The Fremont-Mills School District will ask voters to extend a tax levy it uses to maintain the school’s buildings, make improvements and purchase school equipment.

On Nov. 2, Fremont-Mills’ will put its Physical Plant and Equipment Levy (PPEL) to voters for a 10-year renewal. The current PPEL, which is set to expire June 30, 2022, raises $412,000 annually for the district. The measure would need a simple 50 percent majority to pass.

“This isn’t a new tax,” said Fremont-Mills Superintendent Dave Gute. “It’s something we’ve used for a while in and around our district.”

For district residents, the PPEL represents a tax of $1.34 per $1,000 of property valuation. To level out the burden of that figure,  the district has elected to take 62 cents of that for the school from property taxes. The remaining .72 cents is generated by income surtax the district.

Gute said that split is the school board’s way to show how responsible it is with the district’s monies and to essentially divide the tax among homeowners and renters.

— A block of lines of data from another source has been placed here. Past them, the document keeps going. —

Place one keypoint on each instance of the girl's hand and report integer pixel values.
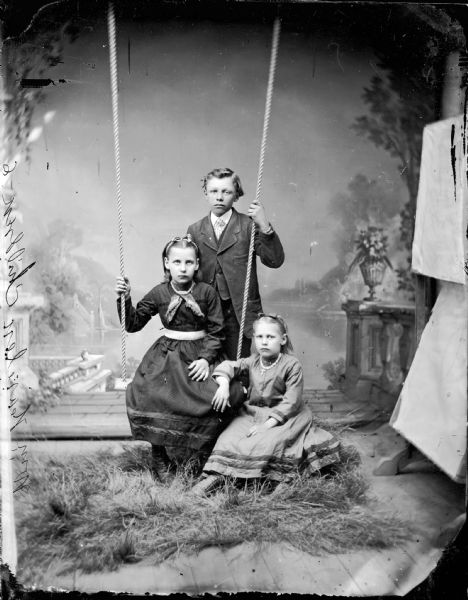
(221, 397)
(269, 423)
(123, 287)
(199, 369)
(257, 213)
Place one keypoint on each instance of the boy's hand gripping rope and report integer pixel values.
(115, 124)
(266, 122)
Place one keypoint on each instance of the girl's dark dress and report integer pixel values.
(164, 406)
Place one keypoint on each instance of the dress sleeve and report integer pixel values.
(214, 326)
(269, 248)
(292, 401)
(137, 317)
(233, 368)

“It’s not quite 50/50 on property but it’s to show  everyone is responsible for helping pay taxes to pay for the school. This money is used to buy buses, fix concrete around the building, HVAC and other minor or even major facility needs that we need.”

The money cannot be used for teacher salaries. In the past the district has used the pool of money to fund technology purchases and classroom upgrades.

The PEPL is especially important for the district now, Gute said, after it used money from its Secure an Advanced Vision for Education (SAVE) fund for the construction of the building’s new auditorium and early childhood development center completed in 2019. SAVE is funded through a one-cent sales tax levy.

“The SAVE fund money can be used in a similar fashion but 60 percent of those dollars every year are going to pay off the bonds on those facilities improvements,” he said. “It (the PPEL) is a tax that pretty much helps our district have the money to make the necessary improvements and replace things from time to time.”

The fund, Gute said, is an important one for the district as budgets shrink and the cost of maintaining schools goes up.

“It’s something we use almost weekly if not daily,” Gute said of the PPEL fund, adding the district is in the process of replacing the heat pumps in each classroom. “That work is being paid for out of this. That money sort of protects our educational dollars, our general fund money we use to pay teacher salaries and bus drivers and our heating bills and gas bills. The PPEL is extremely important.”